Conforme o último post registrou, O Estado de S.Paulo publicou, no sábado passado, ‘carta’ da ministra da Casa Civil, Dilma Rousseff, desmentindo que o documento que sustentou a manchete principal do jornal no dia anterior fosse de sua pasta ou de sua autoria. Sem ratear, o jornal publicou a ‘íntegra’ do desmentido, mas não explicou aos seus leitores porque, no dia anterior, sua manchete principal se sustentou sobre um documento que, segundo a ministra, é falso. Nessa reportagem, o tal documento comprovava a tese de a guerra entre Dilma e o ministro da Fazenda, Antonio Palocci, era anterior à entrevista que a ministra concedera para o mesmo jornal na semana anterior. A propósito, o Contrapauta também mostrou como as palavras-chave da entrevista – ‘rudimentar’ e ‘desqualificado’ – foram paulatinamente deturpadas nos dias posteriores.
Caberia pelo menos um aviso de correção do jornal?
Se ela diz que não escreveu o documento da manchete, de onde afinal ele teria partido?
Por que o jornal não explicou aos seus leitores nem desmentiu a ministra?

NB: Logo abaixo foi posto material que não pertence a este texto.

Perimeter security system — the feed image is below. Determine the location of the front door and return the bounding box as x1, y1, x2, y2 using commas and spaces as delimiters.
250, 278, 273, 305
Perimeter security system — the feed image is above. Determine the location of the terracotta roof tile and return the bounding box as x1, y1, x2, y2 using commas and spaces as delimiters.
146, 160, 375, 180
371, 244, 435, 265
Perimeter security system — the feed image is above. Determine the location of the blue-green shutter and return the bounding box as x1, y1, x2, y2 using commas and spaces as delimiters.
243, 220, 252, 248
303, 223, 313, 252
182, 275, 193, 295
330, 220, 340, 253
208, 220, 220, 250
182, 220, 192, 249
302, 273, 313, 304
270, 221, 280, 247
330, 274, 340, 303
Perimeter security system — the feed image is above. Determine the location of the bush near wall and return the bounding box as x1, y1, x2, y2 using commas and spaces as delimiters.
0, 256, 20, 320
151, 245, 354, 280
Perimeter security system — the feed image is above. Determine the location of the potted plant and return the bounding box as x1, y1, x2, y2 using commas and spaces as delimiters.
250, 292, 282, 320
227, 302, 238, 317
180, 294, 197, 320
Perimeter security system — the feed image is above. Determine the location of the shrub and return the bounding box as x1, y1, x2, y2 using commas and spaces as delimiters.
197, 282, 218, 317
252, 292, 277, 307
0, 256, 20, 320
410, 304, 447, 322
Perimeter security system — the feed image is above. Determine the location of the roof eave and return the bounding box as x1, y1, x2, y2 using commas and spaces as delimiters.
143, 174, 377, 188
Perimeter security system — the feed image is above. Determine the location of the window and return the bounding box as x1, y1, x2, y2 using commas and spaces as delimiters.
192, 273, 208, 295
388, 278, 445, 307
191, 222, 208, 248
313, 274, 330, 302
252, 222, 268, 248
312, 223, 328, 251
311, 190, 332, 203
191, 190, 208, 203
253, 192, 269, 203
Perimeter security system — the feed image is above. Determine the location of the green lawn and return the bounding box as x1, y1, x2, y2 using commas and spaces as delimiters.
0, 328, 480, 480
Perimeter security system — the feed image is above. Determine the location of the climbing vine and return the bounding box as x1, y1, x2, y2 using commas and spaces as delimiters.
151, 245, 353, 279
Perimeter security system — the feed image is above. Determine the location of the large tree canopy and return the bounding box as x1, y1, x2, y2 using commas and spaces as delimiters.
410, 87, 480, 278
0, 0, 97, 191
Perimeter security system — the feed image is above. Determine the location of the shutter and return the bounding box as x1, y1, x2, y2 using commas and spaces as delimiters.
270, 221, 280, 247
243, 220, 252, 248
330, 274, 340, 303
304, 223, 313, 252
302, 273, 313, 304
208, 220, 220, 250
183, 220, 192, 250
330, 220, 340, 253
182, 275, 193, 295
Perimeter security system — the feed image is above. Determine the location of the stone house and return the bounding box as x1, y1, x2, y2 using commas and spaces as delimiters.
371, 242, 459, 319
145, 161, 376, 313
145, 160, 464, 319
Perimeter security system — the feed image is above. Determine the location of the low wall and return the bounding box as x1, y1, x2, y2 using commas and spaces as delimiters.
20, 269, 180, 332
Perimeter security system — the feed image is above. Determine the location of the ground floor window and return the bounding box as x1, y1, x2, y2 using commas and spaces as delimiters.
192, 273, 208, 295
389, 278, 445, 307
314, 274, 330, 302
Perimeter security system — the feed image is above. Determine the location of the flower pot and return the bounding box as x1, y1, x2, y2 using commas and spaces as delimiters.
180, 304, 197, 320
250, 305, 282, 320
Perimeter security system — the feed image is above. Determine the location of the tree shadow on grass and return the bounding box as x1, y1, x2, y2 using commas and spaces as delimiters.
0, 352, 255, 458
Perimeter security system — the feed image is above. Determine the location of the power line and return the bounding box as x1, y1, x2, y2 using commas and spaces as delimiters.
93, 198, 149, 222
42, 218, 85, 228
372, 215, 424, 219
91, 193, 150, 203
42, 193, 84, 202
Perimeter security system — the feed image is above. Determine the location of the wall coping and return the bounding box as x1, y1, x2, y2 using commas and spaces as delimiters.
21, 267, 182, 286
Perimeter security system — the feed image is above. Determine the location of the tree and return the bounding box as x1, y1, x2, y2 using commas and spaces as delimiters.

No dia seguinte, domingo, o mesmo Estado confirmou a política dos dois pesos e duas medidas ao publicar uma nota de correção sobre reportagem do dia anterior que tratou da posse do senador Tasso Jereissati (CE) na presidência do PSDB. Disse o jornal que, ao contrário do que afirmara sua reportagem, o ex-presidente da República, Fernando Henrique Cardoso, foi, sim, aplaudido pelos correligionários do partido na cerimônia.
Resumo da ópera: sobre a publicação de um documento de autoria negada, sobre o qual se supõe haver uma prova concreta (o próprio documento), o jornal publica o desmentido como ‘íntegra da carta da ministra’. Já a impressão da reportagem sobre a falta de entusiasmo do público na festa tucana – ainda se considerando que houve erro na avaliação auditiva do repórter – o jornal traz prontamente sua nota de correção.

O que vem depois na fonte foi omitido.